I want to build a canopy that I can put up and take down for each hunting trip. I would like to make it atleast 10'X20'  using PVC pipe and a tarp. Does anyone have any drawings or recommendations?


----------



## lbzdually (Dec 2, 2012)

For the ground or on a trailer frame?  My dad and uncle made a pvc frame that mounted to a utility trailer and we camped out of it at Ocmulgee and a few other places.  Mounting it to the trailer meant no wet stuff in there.


----------



## Thunderbeard (Dec 2, 2012)

From the ground. I want to us it to eat and cook under.


----------



## Artfuldodger (Dec 2, 2012)

A coworker has made a few canopies with chain link fence top rail and special fittings. They  make pvc fittings for canopies also.
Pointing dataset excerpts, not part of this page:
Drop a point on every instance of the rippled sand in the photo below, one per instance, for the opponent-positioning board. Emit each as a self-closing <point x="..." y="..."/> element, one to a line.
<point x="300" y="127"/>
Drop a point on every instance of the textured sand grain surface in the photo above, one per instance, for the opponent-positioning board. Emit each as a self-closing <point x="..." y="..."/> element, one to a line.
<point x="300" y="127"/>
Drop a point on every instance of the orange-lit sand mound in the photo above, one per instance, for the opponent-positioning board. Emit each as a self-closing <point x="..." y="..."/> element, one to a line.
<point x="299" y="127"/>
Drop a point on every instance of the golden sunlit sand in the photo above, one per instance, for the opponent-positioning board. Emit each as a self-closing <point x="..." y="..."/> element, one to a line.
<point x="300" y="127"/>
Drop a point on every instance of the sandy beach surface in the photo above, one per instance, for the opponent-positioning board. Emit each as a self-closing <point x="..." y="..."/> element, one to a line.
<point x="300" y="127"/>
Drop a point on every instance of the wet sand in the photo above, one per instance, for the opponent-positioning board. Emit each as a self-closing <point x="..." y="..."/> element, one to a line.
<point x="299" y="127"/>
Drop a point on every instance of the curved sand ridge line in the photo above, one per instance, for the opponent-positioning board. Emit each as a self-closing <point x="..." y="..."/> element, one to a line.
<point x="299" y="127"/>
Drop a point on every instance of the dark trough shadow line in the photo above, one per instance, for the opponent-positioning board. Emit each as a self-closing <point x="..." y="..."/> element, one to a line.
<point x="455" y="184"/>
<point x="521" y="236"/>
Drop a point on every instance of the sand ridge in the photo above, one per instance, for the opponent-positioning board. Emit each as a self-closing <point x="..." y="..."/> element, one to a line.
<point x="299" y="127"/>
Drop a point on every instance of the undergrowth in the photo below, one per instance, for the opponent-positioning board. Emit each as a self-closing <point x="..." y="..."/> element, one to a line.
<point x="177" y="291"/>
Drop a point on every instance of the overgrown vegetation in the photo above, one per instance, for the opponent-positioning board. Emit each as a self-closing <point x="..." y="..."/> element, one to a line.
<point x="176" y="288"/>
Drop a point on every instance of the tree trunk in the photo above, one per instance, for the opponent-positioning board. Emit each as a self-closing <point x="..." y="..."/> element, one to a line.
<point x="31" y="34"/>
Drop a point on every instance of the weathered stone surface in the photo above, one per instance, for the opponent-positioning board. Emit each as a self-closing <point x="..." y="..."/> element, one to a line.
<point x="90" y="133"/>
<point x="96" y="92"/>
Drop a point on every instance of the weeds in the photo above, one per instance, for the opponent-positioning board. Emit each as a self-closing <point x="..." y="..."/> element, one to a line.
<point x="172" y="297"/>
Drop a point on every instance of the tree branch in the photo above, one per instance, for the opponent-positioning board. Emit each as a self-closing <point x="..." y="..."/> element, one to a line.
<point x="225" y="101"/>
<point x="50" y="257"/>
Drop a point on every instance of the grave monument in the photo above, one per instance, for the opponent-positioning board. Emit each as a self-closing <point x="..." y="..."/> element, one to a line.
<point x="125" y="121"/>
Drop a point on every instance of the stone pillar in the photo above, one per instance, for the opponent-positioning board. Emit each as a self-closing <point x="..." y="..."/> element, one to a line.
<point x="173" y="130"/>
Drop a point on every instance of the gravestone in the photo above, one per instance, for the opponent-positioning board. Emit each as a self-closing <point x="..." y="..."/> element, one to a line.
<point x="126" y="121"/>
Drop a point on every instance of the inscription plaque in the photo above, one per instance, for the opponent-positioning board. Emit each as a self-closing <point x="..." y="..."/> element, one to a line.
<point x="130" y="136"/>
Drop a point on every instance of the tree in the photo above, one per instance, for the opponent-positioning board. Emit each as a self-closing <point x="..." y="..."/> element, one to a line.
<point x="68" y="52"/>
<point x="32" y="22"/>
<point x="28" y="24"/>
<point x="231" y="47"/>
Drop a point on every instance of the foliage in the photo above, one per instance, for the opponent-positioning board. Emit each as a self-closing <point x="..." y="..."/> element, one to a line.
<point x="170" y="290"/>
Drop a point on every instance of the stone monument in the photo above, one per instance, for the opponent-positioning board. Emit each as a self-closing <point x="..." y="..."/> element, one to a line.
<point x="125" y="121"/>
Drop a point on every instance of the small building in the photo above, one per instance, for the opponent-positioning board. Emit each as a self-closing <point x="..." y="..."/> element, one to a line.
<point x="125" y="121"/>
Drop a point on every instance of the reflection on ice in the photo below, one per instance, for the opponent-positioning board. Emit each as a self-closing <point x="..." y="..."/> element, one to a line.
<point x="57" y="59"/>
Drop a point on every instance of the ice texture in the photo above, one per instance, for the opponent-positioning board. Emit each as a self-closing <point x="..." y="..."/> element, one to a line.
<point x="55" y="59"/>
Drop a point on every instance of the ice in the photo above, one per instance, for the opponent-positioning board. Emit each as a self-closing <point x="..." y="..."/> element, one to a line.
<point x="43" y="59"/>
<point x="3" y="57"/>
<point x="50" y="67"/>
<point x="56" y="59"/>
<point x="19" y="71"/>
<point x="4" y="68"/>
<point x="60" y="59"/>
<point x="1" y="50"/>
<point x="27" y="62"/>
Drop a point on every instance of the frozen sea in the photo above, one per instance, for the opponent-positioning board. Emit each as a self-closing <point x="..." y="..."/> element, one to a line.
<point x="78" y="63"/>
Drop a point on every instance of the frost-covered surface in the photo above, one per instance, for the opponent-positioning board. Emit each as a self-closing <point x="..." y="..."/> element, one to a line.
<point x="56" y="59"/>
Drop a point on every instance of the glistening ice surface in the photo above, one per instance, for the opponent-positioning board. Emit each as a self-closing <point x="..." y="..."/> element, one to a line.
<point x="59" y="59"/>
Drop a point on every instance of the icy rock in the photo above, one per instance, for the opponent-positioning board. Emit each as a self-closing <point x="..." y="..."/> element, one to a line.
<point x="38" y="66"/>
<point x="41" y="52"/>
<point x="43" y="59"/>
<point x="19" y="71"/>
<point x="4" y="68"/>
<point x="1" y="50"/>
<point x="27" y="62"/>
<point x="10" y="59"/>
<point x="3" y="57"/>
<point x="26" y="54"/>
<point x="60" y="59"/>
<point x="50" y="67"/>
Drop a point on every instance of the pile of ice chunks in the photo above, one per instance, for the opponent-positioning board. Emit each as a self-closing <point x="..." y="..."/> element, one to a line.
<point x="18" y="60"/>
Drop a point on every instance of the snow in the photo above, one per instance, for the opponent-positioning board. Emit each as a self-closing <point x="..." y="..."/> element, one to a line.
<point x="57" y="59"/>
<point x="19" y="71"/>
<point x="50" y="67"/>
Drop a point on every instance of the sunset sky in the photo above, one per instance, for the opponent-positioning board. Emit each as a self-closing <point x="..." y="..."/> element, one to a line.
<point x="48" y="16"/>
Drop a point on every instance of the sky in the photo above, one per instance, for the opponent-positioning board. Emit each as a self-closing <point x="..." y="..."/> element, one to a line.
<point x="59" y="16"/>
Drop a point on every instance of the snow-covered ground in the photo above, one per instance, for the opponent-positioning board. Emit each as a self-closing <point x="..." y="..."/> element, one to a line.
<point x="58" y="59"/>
http://www.creativeshelters.com/Fittings/PVC-Structure-Fitting.aspx


----------



## SGADawg (Dec 2, 2012)

Check Tractor Supply.  They have shelters like you are talking about made with steel tubing that are not very expensive and have the cross fittings and bent Tees etc. to make it easier.


----------



## lbzdually (Dec 3, 2012)

I would want metal over pvc, as PVC will weaken over time, especially when exposed to sunlight.  Metal conduit should work.


----------



## Miguel Cervantes (Dec 3, 2012)

SGADawg said:


> Check Tractor Supply.  They have shelters like you are talking about made with steel tubing that are not very expensive and have the cross fittings and bent Tees etc. to make it easier.



^^^This^^^

For $130 you just about can't fabricate one this cheap, plus you can get other smaller tarps to form side walls.

http://www.tractorsupply.com/shelte...x-20-ft-length-x-9-1-2-ft-peak-height-1110060


----------



## Artfuldodger (Dec 3, 2012)

Make sure you figure out a way to anchor what ever canopy you build. I've see EZ Ups eaze their way on top of the house in a wind storm.


----------



## Miguel Cervantes (Dec 3, 2012)

Artfuldodger said:


> Make sure you figure out a way to anchor what ever canopy you build. I've see EZ Ups eaze their way on top of the house in a wind storm.



At my other house I used the TS 10x20 for many years to park my truck under. Instead of the tiny stakes they provided for anchors I drove 2ft. rebar in at each post and tied a rope from the frame to the rebar, never had an issue in the highest of winds.


----------



## Thunderbeard (Dec 3, 2012)

Cool...Thanks.


----------



## 7Mag Hunter (Dec 3, 2012)

Sams club has a 10X20 canopy for about $200.00......Fairly easy
to put up and take down.....2 guys can do it easy.....
Not sure you can make one from PVC and a good tarp for much less....
It has anchor legs so wind will not move it....


----------



## Mako22 (Dec 4, 2012)

This is what I use but it stays up year round, I got it at Tractor Supply for around $200. I do take the canopy off of it in the spring after deer season so it doesn't blow away.


----------



## riprap (Dec 5, 2012)

Miguel Cervantes said:


> At my other house I used the TS 10x20 for many years to park my truck under. Instead of the tiny stakes they provided for anchors I drove 2ft. rebar in at each post and tied a rope from the frame to the rebar, never had an issue in the highest of winds.



The screw in the ground things to put your dog on work great and they are cheap. I use those on my canopy on the 5th wheel.


----------



## Miguel Cervantes (Dec 5, 2012)

riprap said:


> The screw in the ground things to put your dog on work great and they are cheap. I use those on my canopy on the 5th wheel.



That's a good idea!!!


----------



## 7Mag Hunter (Jan 21, 2013)

riprap said:


> The screw in the ground things to put your dog on work great and they are cheap. I use those on my canopy on the 5th wheel.




I use 10" landscape spikes......


----------